Coração de Dom Pedro 1 no Brasil /Foto: Marcelo Camargo/Agência Brasil.

Colônia X Império

Romulo Barros é doutor em História pela Universidade Federal de Pernambuco (UFPE), e explica que a história feita na colônia foi uma e no império, outra. Diferentes “mitos” (discursos) foram agregados e outros convenientemente esquecidos durante o curso destes três séculos de historiografia.

Romulo diz que quando os portugueses aportaram na Bahia de Todos os Santos em 1500 e, pelo menos, nos trezentos anos posteriores, não havia qualquer intenção de criar um novo país, uma nova nação, ou qualquer ideia semelhante. Segundo ele, apesar da romantização da colonização, essa colonização teve como finalidade última a exploração do local colonizado.

Para este objetivo, Portugal ou seus representantes oficiais aqui, não necessitavam de qualquer esforço no sentido de se criar uma identidade coletiva brasileira, um sentimento de pertencimento a esta terra.

“O mito fundacional que conhecemos e que agora debatemos, não foi oficialmente sistematizado até as vias da independência do Brasil.

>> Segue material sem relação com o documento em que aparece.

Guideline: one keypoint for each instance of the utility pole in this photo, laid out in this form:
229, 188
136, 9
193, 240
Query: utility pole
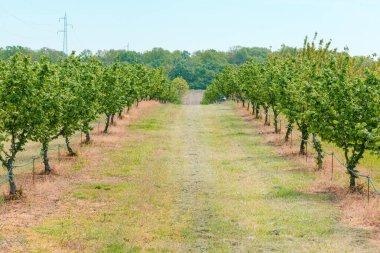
64, 31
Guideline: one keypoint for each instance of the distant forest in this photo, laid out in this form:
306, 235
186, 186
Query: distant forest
198, 68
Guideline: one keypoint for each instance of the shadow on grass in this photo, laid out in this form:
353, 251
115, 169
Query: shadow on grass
287, 193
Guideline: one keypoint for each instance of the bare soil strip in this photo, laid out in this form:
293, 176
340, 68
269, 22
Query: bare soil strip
182, 178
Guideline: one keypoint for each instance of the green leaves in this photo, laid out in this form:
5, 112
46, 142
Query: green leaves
322, 90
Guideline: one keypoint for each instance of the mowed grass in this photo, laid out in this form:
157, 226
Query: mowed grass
195, 179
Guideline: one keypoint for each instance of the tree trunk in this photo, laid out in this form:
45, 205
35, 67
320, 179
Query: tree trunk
257, 112
107, 123
112, 119
276, 113
45, 149
305, 137
318, 148
69, 149
11, 179
352, 181
88, 137
288, 131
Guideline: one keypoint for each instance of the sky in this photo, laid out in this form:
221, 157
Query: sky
191, 25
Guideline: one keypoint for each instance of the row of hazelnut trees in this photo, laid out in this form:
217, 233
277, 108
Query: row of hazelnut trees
41, 101
320, 91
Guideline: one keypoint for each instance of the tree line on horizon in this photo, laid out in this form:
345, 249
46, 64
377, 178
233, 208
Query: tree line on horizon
198, 68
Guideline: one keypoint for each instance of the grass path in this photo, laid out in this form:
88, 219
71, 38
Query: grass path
194, 178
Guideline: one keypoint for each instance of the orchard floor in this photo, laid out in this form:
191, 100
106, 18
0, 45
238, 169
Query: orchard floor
188, 178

Oportunidade em que as elites patrocinaram as narrativas que enalteciam as qualidades desbravadoras e civilizadoras dos lusitanos, posto que nosso governante, D. Pedro I, ainda era um príncipe português; mesclaram com aspectos idealizados dos estereótipos de “bons selvagens” para assegurar alguma diferenciação da antiga metrópole colonizadora, pintando a nova nação com alguns tons tropicais e, falando em silenciamentos propositais, pouco mencionaram a existência de uma enorme população negra e sua carga cultural, vista como sinônimo de atraso”, explicou o professor.

Leia também: “Você sabe com quem está falando?”: historiadores debatem herança cultural do mito do “descobrimento”

A historiadora graduada pela Universidade Federal de Minas Gerais (UFMG), Lívia Teodoro, acredita que tanto o Brasil colonial (1500-1822) quanto o período imperial (1822-1889) foram caracterizados por uma exploração econômica, cultural e humana, mantendo-se através do mito fundador do descobrimento português.

Livia coloca que a imposição cultural, a escravização africana e o sistema de capitanias hereditárias foram sustentados por essa narrativa, que também perpetuou a ideia de posse territorial justificada pelo “achamento” do Brasil pelos portugueses, impactando até questões contemporâneas, como a luta pela demarcação de terras indígenas.

“Além disso, o período imperial foi marcado por uma significativa centralização política, sob os reinados de Dom Pedro I e Dom Pedro II, com tentativas de diversificação econômica e modernização do país. Contudo, a estrutura de poder continuou favorecendo elites agrárias e mantendo a exploração de recursos naturais e de humanos, especialmente através do sistema escravocrata. A influência da culpa cristã introduzida pelos colonizadores também contribuiu para a manutenção do colonialismo, legitimando a dominação europeia sobre os povos nativos e africanos. Esses aspectos combinados alimentaram a continuidade do mito do descobrimento e suas consequências ao longo dos séculos”, explica Livia.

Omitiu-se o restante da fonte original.